Bajaj Boxer 150: First Ride

0 1 2 3 4 Rating: 4.25
  • by , Photography kunal khadse   |
  • September 13, 2011 19:50 IST
  • 143450

We take the new offering from Bajaj, the Boxer 150 for a spin

 

 

 

After a successful stint with the CT Boxer motorcycle which went on to become one of the best-selling products to roll out of the Bajaj factory, the Pune-based bike maker is back again into the commuter game with the new Boxer 150 which aims to lure the Splendor-crazy populace of rural India with its capacity hike and long-standing legacy of the Boxer brand. We got our hands on the latest offering from Bajaj Auto, the Boxer 150 and took it for spin around the countryside. Here is how comfortable it was and our first impression of the Boxer 150!

 

 

 

Style Quotient:

Practical and functional are the first words that come to the mind looking at the new Bajaj Boxer 150. No frills styling with a mishmash of the previous generation Boxer and the Splendor overtones are clearly visible on this new budget Bajaj. The large-ish fairing upfront keeps the air out of the rider’s way while the curvy tank is neatly drawn to accommodate short or lanky riders alike. The centre panel is bulbous yet does not look out of place flaunting the ‘BM 150’ moniker. The only eyesore that we found on the new Boxer was the chrome-doused rear carrier but then it certainly makes up with its utility for the lack of flamboyance. For the rural public the utility of the carrier is of significant value than the need for something that looks good but doesn’t serve much purpose.

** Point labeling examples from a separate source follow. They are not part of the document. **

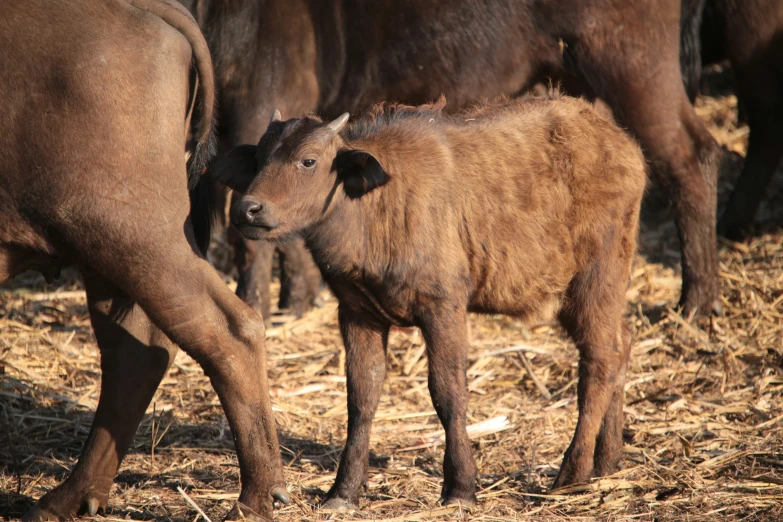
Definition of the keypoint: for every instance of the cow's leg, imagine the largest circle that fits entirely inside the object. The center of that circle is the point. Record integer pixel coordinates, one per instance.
(641, 81)
(300, 279)
(187, 299)
(592, 316)
(134, 358)
(761, 93)
(254, 265)
(365, 370)
(445, 333)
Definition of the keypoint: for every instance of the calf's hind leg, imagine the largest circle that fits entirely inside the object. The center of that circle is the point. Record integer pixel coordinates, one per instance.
(592, 316)
(365, 370)
(445, 333)
(134, 357)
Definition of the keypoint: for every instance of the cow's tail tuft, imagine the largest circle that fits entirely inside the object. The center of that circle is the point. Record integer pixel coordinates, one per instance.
(203, 145)
(690, 45)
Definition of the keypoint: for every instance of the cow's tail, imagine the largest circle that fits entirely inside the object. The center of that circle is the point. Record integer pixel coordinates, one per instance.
(203, 145)
(690, 45)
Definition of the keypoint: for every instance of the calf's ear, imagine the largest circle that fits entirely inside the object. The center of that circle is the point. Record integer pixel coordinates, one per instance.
(359, 171)
(237, 169)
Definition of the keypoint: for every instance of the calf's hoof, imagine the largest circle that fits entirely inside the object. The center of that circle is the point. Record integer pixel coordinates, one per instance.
(338, 504)
(43, 510)
(242, 512)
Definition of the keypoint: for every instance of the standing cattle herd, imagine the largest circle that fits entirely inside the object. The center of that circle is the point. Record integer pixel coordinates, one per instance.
(413, 214)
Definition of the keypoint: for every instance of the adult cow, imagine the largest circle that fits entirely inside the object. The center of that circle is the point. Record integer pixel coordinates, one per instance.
(95, 115)
(749, 33)
(345, 55)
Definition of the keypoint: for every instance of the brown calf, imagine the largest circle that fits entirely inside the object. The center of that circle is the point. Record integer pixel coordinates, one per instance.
(333, 56)
(95, 112)
(417, 218)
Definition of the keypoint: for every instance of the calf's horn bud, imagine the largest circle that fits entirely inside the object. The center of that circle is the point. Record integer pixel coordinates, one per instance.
(338, 124)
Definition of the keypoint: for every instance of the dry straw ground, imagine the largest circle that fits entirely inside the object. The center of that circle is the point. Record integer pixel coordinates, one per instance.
(704, 403)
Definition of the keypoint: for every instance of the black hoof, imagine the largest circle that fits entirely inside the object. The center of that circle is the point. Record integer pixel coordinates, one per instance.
(280, 494)
(338, 504)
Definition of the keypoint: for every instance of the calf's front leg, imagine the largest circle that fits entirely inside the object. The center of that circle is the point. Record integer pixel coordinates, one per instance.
(445, 332)
(365, 370)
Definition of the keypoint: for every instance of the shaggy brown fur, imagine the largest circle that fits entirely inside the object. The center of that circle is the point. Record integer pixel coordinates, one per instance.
(95, 117)
(417, 218)
(346, 55)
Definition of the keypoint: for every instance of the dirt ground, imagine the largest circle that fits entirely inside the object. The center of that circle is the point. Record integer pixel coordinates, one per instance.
(704, 401)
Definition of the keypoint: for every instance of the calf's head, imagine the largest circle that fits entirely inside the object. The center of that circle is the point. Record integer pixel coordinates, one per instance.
(294, 174)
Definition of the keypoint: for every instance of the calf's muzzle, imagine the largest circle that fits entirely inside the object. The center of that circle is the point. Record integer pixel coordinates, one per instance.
(250, 213)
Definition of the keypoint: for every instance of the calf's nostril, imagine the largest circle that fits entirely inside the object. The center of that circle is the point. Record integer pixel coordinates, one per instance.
(248, 210)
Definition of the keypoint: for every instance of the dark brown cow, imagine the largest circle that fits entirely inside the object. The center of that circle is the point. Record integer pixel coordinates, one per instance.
(95, 116)
(749, 33)
(415, 219)
(345, 55)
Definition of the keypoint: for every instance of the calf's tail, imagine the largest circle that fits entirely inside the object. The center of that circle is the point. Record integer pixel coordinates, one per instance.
(204, 144)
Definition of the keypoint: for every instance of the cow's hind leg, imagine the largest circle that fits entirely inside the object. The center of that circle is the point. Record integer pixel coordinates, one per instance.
(134, 358)
(762, 95)
(639, 77)
(592, 316)
(187, 299)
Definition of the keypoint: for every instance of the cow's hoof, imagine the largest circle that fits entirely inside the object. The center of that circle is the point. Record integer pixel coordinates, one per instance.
(280, 494)
(458, 501)
(242, 512)
(338, 504)
(47, 510)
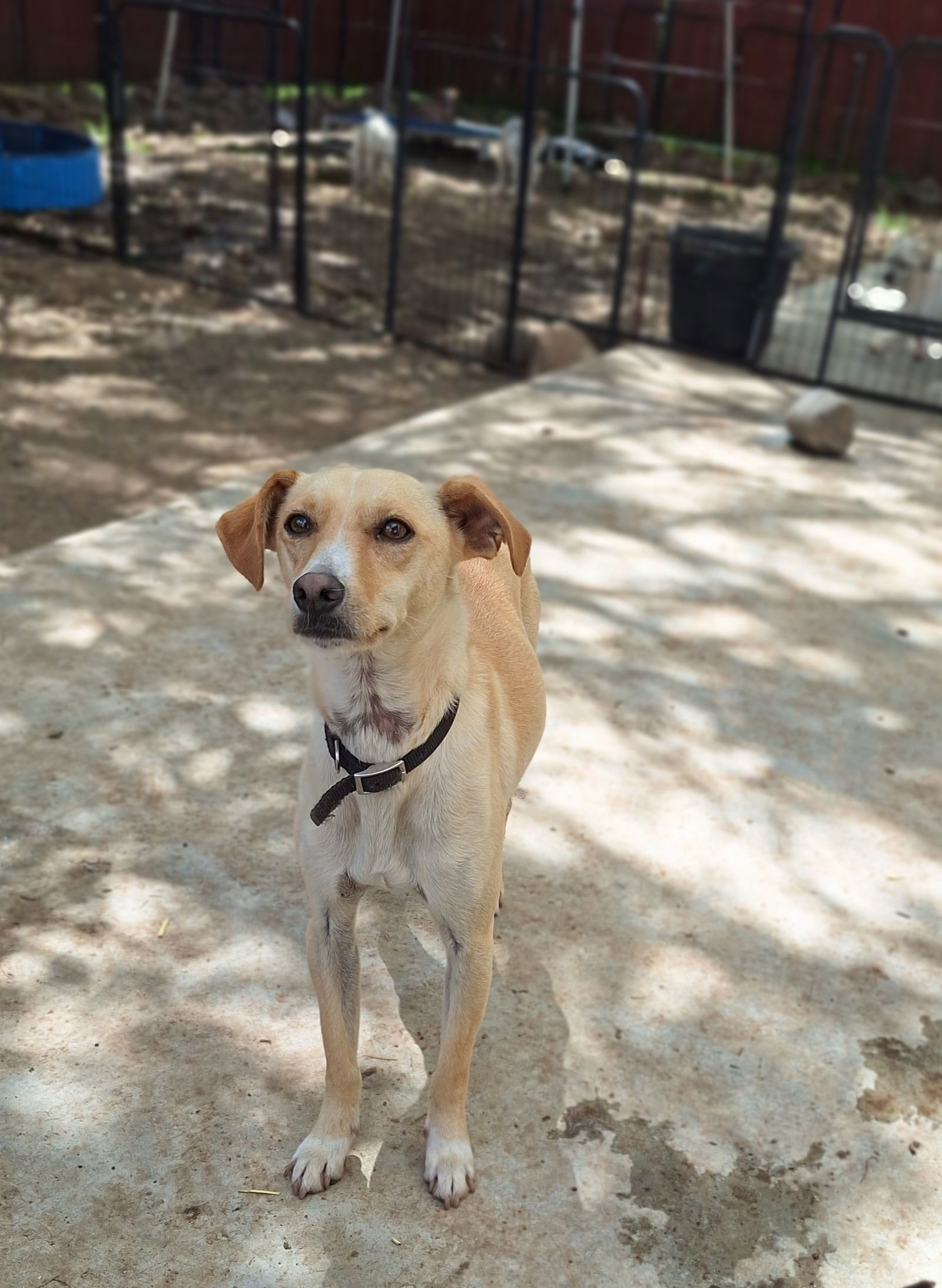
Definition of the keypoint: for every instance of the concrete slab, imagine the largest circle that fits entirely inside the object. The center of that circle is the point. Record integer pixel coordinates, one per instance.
(713, 1053)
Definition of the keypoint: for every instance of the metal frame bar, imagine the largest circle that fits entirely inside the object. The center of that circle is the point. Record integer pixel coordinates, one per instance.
(108, 16)
(611, 330)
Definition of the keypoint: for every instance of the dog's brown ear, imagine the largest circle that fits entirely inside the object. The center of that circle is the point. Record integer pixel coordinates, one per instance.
(482, 522)
(247, 531)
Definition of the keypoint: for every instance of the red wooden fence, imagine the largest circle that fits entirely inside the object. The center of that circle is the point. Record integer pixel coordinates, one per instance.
(55, 40)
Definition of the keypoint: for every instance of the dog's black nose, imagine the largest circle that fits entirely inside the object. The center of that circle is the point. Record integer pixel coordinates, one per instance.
(317, 593)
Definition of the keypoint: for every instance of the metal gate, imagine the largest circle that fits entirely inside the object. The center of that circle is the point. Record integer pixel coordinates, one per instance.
(874, 324)
(471, 254)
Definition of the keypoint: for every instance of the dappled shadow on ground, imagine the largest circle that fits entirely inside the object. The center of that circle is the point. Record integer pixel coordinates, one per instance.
(722, 879)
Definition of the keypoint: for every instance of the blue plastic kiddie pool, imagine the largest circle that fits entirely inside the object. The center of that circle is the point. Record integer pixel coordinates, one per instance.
(43, 168)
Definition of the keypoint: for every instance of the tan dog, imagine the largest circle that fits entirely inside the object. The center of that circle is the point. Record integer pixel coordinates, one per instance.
(391, 590)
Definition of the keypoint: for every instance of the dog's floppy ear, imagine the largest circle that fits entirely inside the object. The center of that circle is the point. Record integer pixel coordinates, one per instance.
(247, 531)
(482, 522)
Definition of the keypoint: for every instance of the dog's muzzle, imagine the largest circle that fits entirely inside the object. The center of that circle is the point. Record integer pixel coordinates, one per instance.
(317, 607)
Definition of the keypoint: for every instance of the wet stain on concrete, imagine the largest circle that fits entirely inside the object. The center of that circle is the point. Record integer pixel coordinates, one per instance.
(698, 1227)
(909, 1080)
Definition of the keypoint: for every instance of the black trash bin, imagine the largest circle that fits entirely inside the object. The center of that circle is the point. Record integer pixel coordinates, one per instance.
(717, 276)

Although the round and neatly drawn indicators do add some sort of pizzazz to the simplicity of the Boxer 150 and so does the tastefully done saree-guard.

 

 

 

 

Ergonomically Friendly:

The raised commuter-friendly handlebars make no fuss and offer decent comfort and feel especially when riding over bad roads. As soon as you swing a leg over the bike, the striking bit on the Boxer 150 is the XXXL-sized saddle that can comfortably accommodate two large adults and still has room for a third one to fit on the seat before the fourth one spills over the steel cradle on the back. Not that we condone such law-breaking practices, it is just a indication of how spacious the Boxer’s saddle is. Also it is soft, cushy and suggests that spending hours on it won’t really transform into fatigue or exhaustion. Of the few days that we had a go with the Boxer 150 exploring the Indian countryside, it was quite a revelation to see how many village folk actually noticed and showed interest in the new motorcycle. No fancy tit-bits on this one to lure them but just a very approachable and familiar set of wheels that they have grown with and known for years.

 

 

 

 

 

Motor-Mouth:

The idea behind plonking a 150cc mill into a hardcore efficiency friendly commuter is to not only offer added value but also a better ride and power delivery thanks to increased capacity. And this is what sets apart the bigger Boxer from its competition of 100cc commuters. The 144.8cc motor borrowed from the Discover 150 comes minus the twin-sparkplug head unit and replaces it for a single spark plug setup. Pumping out 12.01PS of power at 7,500rpm and an impressive torque output of 12.26Nm peaking at 5,000rpm, the engine is mated to a conventional all-down shift-pattern 4-speed transmission which has been a favourite trend amongst the rural markets for generations. 

 

 

 

The minimalist attitude of having least plastics and trashing all unnecessary junk around the bike has helped the maker to limit the weight of the Boxer to just 123kg, which transforms into a killer power-to-weight ratio of 97.64PS/Tonne. Lesser weight to lug around combined with added disposable torque from the 144.8cc motor means overall improvement in the vehicle’s performance with regards to fuel consumption as well as pick up. Also the increase in capacity and bumped up torque with 4-speed gearbox means torque is well-spread and freely available across the rev-range with the Boxer 150 effortlessly pulling from 20km/h in 4th gear. The 12PS of power and short gear ratios means the bike is quick off the line for good initial pick up but it certainly hampers its top-end performance, but then that is something not many of its target customers will really explore.